Ever hear the old saying, you can’t teach an old dog new tricks? If you truly believe that, then you are limiting yourself – you are limiting your potential and you may even be limiting your kids, friends, parents and spouse. Dweck says that the view you adopt for yourself profoundly affects the way you lead your life (Dweck 6).

She produces example after example of famous celebrities, sports stars, scientists and others, comparing those with a fixed mindset to those with a growth mindset. Essentially:

  • People with a fixed mindset fear challenge and devalue effort (Dweck 10)
  • People with a growth mindset believe in lifelong learning
  • People with a fixed mindset believe in proving they are smart or talented which often prevents them from taking risks and stepping outside their comfort zone
  • People with a growth mindset never decide its too hard or not worth the effort – they walk, they fall, they get up, they just barge forward (Dweck 16)

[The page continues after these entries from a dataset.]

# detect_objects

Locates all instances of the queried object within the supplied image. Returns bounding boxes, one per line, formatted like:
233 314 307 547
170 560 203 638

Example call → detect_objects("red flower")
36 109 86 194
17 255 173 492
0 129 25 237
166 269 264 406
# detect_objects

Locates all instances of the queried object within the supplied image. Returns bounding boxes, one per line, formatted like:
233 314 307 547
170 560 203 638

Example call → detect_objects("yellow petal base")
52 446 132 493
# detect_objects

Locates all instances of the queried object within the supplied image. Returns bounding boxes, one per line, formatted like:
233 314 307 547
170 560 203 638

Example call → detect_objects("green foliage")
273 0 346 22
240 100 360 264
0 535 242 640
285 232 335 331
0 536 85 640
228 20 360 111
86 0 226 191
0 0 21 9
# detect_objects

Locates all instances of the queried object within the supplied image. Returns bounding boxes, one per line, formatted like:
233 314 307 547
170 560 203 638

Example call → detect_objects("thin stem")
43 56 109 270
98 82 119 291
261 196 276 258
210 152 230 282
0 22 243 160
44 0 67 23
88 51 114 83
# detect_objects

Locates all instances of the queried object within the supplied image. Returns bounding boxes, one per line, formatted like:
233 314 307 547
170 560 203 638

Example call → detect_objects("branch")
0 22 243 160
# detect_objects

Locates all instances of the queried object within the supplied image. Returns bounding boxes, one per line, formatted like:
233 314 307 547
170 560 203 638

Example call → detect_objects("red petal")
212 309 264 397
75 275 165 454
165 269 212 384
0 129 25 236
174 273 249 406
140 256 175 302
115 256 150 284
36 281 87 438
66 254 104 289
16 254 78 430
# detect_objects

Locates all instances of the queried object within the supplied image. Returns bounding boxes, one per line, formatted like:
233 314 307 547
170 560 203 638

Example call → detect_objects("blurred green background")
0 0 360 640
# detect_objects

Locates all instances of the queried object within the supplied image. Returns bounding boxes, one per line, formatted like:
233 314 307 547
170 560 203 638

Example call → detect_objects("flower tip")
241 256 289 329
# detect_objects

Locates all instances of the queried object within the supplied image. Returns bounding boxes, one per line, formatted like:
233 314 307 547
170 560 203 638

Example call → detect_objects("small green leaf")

“The passion for stretching yourself  and sticking to it, even (or especially) when it’s not going well, is the hallmark of the growth mindset,” (Dweck 7). People with a growth mindset don’t just seek challenge they thrive on it (Dweck 21).

One commonality in all of the psychology, education and child-rearing books I’ve read throughout my life, is the fallacy of standardized tests, and Dweck’s book is no different. Interestingly, many of today’s “successes” were considered by experts to have no future, including, Elvis, Lucille Ball, Charles Darwin, and Ray Charles (Dweck 17). The most telling point of all: when NASA solicited applications for astronauts, they rejected people with histories of pure success and instead selected people who had significant failures and bounced back from them (Dweck 29).

Which mindset do you have?

Dweck, Carol S. Mindset: The New Psychology of Success. New York: Random House, 2006. Print.